There just seems like there is so much going on at the moment it can be hard to take a breath and just relax. I can cope when the "stuff" is mine but when it is happening to my nearest and dearest it can be hard for me to cope sending my PoTs / Dysautonomia symptoms into free fall. So this will just be a short post!
My impending hospital stay has been cancelled. I only found this out when I rang my consultants secretary. For some reason hospitals don't think life actually exists outside their tiny bubble. The fact people have to work, put carefully orchestrated plans in place for you to be able to go into hospital seems to not register with them at all. I know as well that I will have to ring the secretary again (none of this is her fault or my consultants) because no one will have thought to put me back on the clinic list again. If I don't contact them I will fall off their radar as I did last year.
The reason for my non admittance is that there are no beds available unless it is a life or death situation. This has been the case in many UK hospitals for months. Why is it happening? The answer is complex, local councils who sort out care in people's homes when they are released from hospital are being starved of funds, so many people who could be released are left in hospital "blocking beds" obviously not the patients fault. General practitioners are leaving the profession in their droves meaning patients can't get appointments and are instead presenting at their local accident and emergency departments. Conditions that could have been managed in the community by general practitioners aren't, meaning people with chronic conditions have no where else to go but their local hospital. It is a mess of catastrophic proportions that has set the NHS back 20 years. The NHS is something this country should be proud of instead its being carved up into pieces by politicians who want to privatise it, mainly because they have shares in the companies tendering for contracts.
The bed shortage hasn't only hit me but my mum as well. Those of you who are regular readers may recall in July last year I posted about my mum waiting for a major spinal operation. We were told countless lies by the hospital regarding the waiting times, 15 weeks, 20 weeks, its been closer to ten months.
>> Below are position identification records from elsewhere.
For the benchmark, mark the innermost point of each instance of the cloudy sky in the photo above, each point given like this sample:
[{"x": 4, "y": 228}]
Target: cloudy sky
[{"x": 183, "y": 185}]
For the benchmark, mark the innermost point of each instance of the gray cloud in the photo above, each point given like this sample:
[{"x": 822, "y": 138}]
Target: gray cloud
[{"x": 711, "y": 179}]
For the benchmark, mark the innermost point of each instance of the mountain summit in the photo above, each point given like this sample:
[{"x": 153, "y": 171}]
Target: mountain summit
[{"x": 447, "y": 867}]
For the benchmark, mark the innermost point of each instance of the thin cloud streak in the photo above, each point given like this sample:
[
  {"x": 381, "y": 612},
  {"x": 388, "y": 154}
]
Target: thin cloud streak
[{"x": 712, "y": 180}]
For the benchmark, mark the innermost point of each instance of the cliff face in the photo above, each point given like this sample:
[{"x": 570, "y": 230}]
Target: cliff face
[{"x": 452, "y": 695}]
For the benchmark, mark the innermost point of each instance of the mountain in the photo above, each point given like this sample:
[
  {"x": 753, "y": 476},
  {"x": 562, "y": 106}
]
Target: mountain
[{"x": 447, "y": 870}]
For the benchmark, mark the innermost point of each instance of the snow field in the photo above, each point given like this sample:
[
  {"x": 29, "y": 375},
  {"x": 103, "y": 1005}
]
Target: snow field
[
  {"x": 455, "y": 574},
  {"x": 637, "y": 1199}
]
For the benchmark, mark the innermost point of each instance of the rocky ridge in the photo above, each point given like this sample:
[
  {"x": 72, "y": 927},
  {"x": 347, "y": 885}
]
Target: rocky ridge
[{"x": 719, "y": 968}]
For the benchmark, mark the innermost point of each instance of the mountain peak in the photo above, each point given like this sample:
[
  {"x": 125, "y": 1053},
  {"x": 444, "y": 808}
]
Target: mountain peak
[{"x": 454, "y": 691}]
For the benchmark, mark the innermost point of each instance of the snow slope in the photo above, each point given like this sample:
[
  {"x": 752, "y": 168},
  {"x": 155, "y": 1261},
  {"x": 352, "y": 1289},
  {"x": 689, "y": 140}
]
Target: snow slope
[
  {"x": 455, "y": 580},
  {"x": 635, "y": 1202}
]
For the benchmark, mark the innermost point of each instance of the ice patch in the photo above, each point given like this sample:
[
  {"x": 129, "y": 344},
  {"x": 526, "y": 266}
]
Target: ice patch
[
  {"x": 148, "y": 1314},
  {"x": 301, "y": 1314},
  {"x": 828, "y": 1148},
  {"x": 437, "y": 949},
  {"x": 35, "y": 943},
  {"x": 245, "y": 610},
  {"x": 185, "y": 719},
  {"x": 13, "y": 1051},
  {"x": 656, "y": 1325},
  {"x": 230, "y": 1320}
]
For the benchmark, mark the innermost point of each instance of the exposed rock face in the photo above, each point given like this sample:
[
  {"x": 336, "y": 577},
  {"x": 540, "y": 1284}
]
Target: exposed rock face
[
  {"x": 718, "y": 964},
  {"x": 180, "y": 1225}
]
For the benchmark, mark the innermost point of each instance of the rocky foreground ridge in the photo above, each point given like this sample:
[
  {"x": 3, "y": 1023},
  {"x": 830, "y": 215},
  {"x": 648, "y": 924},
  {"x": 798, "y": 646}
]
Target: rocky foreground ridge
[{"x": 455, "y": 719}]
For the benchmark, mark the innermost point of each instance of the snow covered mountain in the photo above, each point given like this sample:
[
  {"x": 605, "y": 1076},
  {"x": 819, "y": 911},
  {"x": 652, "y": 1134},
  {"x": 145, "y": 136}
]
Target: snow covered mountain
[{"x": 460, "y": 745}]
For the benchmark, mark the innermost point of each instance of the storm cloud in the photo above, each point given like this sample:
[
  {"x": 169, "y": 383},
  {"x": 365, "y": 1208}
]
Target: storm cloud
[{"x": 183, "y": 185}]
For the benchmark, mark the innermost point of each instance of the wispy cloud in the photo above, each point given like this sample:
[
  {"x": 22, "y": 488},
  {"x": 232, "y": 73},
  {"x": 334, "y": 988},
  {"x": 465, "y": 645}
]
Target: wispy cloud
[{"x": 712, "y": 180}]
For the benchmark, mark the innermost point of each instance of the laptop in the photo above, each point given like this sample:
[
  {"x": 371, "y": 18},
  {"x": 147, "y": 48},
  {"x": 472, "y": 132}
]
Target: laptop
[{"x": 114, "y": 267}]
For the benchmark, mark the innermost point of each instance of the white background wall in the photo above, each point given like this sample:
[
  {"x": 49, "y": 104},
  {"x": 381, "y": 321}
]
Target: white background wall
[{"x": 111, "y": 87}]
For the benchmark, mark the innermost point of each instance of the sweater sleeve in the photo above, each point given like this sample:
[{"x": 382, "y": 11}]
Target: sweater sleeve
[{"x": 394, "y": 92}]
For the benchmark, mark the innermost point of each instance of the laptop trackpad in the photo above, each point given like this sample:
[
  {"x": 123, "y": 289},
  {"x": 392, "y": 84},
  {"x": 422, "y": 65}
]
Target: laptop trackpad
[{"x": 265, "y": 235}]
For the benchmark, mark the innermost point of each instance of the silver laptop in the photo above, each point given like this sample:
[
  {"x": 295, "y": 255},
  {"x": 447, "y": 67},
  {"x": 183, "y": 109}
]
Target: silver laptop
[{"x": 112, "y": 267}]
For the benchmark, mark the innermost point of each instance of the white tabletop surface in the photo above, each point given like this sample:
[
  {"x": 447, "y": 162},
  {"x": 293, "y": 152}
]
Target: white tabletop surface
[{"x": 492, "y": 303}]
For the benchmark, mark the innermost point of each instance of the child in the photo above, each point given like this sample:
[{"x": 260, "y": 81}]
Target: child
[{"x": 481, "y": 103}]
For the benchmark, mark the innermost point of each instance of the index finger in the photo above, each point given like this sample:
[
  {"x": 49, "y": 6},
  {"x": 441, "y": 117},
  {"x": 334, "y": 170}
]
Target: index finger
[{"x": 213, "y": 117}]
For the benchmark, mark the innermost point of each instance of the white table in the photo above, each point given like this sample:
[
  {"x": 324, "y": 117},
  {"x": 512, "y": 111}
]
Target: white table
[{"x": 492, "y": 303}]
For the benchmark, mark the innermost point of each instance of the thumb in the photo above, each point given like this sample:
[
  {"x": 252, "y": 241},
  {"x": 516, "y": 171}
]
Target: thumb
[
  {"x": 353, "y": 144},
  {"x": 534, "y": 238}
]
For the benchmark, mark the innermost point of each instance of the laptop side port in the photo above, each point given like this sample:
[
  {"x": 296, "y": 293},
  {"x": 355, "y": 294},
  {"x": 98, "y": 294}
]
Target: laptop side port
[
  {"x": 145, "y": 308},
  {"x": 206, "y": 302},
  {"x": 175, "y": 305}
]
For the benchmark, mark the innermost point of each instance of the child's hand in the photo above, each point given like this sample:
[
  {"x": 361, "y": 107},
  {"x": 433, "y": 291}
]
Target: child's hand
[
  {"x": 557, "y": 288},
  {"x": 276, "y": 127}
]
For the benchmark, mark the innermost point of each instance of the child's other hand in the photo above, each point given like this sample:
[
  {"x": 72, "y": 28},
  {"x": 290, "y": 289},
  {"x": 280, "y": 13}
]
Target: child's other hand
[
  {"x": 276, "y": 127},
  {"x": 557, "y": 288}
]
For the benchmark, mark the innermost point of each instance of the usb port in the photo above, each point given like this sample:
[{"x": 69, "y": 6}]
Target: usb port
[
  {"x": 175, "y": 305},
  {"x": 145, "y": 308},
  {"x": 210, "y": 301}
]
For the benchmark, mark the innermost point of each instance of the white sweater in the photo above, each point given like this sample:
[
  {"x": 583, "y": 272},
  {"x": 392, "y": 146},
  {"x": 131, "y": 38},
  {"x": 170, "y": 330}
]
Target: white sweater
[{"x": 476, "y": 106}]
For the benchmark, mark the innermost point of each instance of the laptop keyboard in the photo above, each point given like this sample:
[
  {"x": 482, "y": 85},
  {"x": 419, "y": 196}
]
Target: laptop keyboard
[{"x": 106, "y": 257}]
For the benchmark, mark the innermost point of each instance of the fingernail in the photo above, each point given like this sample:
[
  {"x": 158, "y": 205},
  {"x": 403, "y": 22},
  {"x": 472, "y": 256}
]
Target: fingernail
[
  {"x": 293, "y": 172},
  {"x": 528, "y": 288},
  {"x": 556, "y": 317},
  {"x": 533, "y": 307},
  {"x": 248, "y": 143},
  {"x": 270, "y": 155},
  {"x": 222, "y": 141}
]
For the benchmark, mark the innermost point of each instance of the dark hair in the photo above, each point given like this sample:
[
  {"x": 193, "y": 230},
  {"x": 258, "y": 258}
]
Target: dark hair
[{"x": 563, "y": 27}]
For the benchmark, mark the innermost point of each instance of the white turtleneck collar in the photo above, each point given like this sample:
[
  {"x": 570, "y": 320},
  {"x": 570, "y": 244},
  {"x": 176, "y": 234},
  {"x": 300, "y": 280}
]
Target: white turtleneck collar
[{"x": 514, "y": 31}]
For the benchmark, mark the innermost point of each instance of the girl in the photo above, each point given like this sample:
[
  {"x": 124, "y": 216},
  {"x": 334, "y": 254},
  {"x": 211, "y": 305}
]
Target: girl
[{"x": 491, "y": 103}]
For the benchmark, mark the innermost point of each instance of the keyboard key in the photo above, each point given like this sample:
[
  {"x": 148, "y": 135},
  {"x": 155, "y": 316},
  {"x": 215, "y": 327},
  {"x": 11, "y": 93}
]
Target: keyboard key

Last Thursday (2nd April) my mum received a telephone call to say her operation would be taking place on Thursday 9th April. It was a bit of a surprise for all of us as we had been lead to believe the surgical rotas were completed 6 weeks in advance. It has been a little stressful as my parents try to get everything ready for my mum's very long recovery period.
Now as my mum was getting her head around the fact that she was having her operation so soon, the goal posts moved again. The operation has been cancelled and moved to next Tuesday. Fingers crossed that it takes place then and we aren't continually in the holding pattern of a date set only for it to be cancelled again. I know it isn't a life saving operation, those will always take precedence over a surgery like my mum's but hers will be a life altering one. As whilst waiting mum's condition has worsened to the point that she is struggling to walk, having regular falls and is in so much more pain. Hopefully when I post next week she will have finally had it.
As for me a few hours after starting this post I had a telephone call from my own hospital. They were offering to take me in next Tuesday, with mum's surgery due to take place that day I declined. I hate hospitals at the best of times but to be in there when mum was having her operation, I just couldn't do. My own admittance date has been changed to 21st April if there is a bed available, fingers crossed.
Now for some lovely news I am happy to announce that I am going to be an Auntie again. It's a very exciting time for all of us and helps us all focus on the future.